If you're considering buying a home, you're probably already worried about potential problems you might face. You've probably been inundated with friends and well-wishers and people who think they know what they're talking about telling you "what to watch out for." In all the confusion, you may become frightened.
Do not be: while there's no way to be prepared for every contingency when buying a home, outlined below are very clear traps to avoid. Steer clear of these problems, and you will probably do fine.

First, you, yourself, should choose the home inspector for the property you're buying. Don't trust your real estate agent to choose a professional home inspector for you. Think about it: it's in the real estate's agent's best interest to sell you the house. Maybe the professional he or she is recommending to you is a skilled and honest home inspector--or maybe that "professional" and the real estate agent have a tacit understanding. Maybe they're just working together to make sure that you buy that house, no matter what's wrong with it.

The best thing is to ask people who have actually recently bought a home for their recommendations. Interview more than one potential home inspector. Make sure the inspector belongs to the American Society of Home Inspectors, which actually has standards for its members (not many states actually have regulations about home inspection professionals). Also make sure the inspector has a license and insurance, and accompany them when they go to do their report on the home you're thinking about buying.
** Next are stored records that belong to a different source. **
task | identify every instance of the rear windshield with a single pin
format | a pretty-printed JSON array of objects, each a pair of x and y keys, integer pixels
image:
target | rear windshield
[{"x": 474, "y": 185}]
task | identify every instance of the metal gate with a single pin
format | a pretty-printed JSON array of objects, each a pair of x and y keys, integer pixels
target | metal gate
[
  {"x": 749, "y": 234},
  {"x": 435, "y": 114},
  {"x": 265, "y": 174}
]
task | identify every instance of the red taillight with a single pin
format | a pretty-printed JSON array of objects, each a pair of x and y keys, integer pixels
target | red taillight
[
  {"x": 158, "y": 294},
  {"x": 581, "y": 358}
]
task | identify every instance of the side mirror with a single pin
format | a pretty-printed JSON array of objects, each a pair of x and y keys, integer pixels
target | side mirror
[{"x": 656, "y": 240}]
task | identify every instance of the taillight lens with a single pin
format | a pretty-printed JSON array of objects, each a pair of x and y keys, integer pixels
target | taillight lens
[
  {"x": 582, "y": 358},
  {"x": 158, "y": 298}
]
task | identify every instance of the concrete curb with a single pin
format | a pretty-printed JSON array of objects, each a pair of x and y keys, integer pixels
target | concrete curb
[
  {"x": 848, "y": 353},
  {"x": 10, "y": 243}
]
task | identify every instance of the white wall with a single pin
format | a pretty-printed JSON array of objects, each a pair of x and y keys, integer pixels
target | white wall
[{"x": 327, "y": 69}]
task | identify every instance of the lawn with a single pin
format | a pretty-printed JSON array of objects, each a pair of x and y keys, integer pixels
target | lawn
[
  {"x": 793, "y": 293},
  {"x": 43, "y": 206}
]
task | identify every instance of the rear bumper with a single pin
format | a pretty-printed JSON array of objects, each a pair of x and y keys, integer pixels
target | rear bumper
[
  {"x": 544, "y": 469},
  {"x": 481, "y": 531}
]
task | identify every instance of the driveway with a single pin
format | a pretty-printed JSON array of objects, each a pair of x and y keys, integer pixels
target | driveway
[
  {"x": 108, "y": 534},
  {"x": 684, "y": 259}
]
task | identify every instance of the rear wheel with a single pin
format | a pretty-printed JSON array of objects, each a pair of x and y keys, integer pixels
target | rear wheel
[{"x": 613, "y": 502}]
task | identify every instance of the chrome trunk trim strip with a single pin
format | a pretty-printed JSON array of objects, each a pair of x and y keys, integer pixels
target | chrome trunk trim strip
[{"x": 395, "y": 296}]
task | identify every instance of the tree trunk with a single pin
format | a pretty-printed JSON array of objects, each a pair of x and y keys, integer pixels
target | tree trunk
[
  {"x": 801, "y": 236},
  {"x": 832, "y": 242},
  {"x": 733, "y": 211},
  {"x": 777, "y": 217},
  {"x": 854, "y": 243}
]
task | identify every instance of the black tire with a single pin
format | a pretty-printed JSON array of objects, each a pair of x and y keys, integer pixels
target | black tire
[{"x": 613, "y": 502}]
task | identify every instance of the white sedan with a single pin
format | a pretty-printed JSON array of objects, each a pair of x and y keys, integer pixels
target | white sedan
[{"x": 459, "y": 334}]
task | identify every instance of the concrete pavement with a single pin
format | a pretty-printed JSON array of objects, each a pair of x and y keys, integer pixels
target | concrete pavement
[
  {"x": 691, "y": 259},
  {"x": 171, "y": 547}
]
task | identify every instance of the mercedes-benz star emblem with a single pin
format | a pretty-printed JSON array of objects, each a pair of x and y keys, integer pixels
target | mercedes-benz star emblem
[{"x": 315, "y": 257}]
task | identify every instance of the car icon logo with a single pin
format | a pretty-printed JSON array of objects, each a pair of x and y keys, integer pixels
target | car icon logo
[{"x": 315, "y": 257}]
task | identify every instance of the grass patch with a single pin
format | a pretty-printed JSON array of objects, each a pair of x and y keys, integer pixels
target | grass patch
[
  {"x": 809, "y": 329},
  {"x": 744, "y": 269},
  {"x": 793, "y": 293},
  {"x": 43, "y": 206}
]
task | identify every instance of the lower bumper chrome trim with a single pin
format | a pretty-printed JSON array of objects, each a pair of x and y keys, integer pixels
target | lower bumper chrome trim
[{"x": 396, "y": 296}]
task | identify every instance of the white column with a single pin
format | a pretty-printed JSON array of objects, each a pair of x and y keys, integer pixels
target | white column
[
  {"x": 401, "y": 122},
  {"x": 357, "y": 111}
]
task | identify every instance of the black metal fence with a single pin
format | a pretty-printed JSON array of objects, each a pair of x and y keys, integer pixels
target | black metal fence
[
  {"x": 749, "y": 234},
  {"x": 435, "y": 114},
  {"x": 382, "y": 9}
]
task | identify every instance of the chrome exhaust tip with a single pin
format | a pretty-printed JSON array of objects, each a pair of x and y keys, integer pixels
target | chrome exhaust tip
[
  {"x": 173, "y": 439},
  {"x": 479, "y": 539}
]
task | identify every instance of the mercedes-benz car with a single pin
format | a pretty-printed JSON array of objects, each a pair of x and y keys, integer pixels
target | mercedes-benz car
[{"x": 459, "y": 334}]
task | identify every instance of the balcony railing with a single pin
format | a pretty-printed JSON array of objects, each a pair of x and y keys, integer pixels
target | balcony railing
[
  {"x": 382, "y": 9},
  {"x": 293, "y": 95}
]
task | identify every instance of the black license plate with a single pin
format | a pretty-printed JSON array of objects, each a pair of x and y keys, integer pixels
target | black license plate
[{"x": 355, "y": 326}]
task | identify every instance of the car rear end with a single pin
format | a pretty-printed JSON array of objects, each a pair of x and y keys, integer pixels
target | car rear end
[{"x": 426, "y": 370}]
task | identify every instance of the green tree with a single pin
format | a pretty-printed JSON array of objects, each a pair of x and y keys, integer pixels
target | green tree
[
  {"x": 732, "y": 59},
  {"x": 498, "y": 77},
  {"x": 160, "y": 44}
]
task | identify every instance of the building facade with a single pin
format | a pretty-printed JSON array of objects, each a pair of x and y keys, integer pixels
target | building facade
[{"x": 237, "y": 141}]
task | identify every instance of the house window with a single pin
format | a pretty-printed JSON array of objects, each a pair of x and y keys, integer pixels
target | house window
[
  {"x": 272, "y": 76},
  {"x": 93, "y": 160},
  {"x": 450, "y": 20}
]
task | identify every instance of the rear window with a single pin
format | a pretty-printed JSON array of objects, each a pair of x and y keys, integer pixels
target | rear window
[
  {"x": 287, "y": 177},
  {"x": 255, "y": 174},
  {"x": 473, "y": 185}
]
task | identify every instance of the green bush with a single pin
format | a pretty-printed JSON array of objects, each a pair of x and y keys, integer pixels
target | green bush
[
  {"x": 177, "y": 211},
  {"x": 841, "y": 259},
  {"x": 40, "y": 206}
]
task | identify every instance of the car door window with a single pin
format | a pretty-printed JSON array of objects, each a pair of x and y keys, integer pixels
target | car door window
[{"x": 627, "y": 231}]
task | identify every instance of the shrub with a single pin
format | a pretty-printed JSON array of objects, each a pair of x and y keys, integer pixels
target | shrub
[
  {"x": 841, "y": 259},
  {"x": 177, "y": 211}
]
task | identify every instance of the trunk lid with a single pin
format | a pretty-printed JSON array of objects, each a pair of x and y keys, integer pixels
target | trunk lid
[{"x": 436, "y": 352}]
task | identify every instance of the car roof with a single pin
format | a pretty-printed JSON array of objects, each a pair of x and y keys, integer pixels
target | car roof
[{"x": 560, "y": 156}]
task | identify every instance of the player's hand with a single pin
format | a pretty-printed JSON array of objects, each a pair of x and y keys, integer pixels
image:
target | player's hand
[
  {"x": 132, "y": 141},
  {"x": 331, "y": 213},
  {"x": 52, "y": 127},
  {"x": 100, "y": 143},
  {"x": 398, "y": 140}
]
Also, be careful about taking your real estate agent's or your bank's advice about what you can and can't afford. They are going to pressure you to take out high-cost mortgages and loans. Maybe you will be able to "afford" paying them off--at the cost of accumulating enormous amounts of debt, or taking money from your retirement funds, or not being able to go on that Scuba vacation you've been dreaming about and saving for. You have to decide what you can and can't afford, and not someone who wants your money.

Another thing to watch out for is the adjustable-rate mortgages and interest-only mortgages that some lenders will want you to buy (on the basis that they may have lower payments). These can sometimes be a good idea, but remember: you don't know what the interest rate is going to be in the future. If you get an adjustable-rate mortgage now and the interest rate goes up, you'll not be saving any money at all.

Here's yet another potential problem: if buying a house is putting you under additional financial strain, it may be tempting to open a new credit account, or close an existing credit account. This is unwise, because, surprisingly enough, both of these actions can hurt your credit rating. Lenders use your credit rating to determine what kind of mortgages and interest rates they are willing to give you.

Something as simple as applying for a new credit card can adversely affect your credit score, which may prevent you from qualifying for the loan you want. Naturally, you may not be thinking about this as you apply for the credit card--but you will once you find out that your lender doesn't want to give you that advantageous mortgage anymore.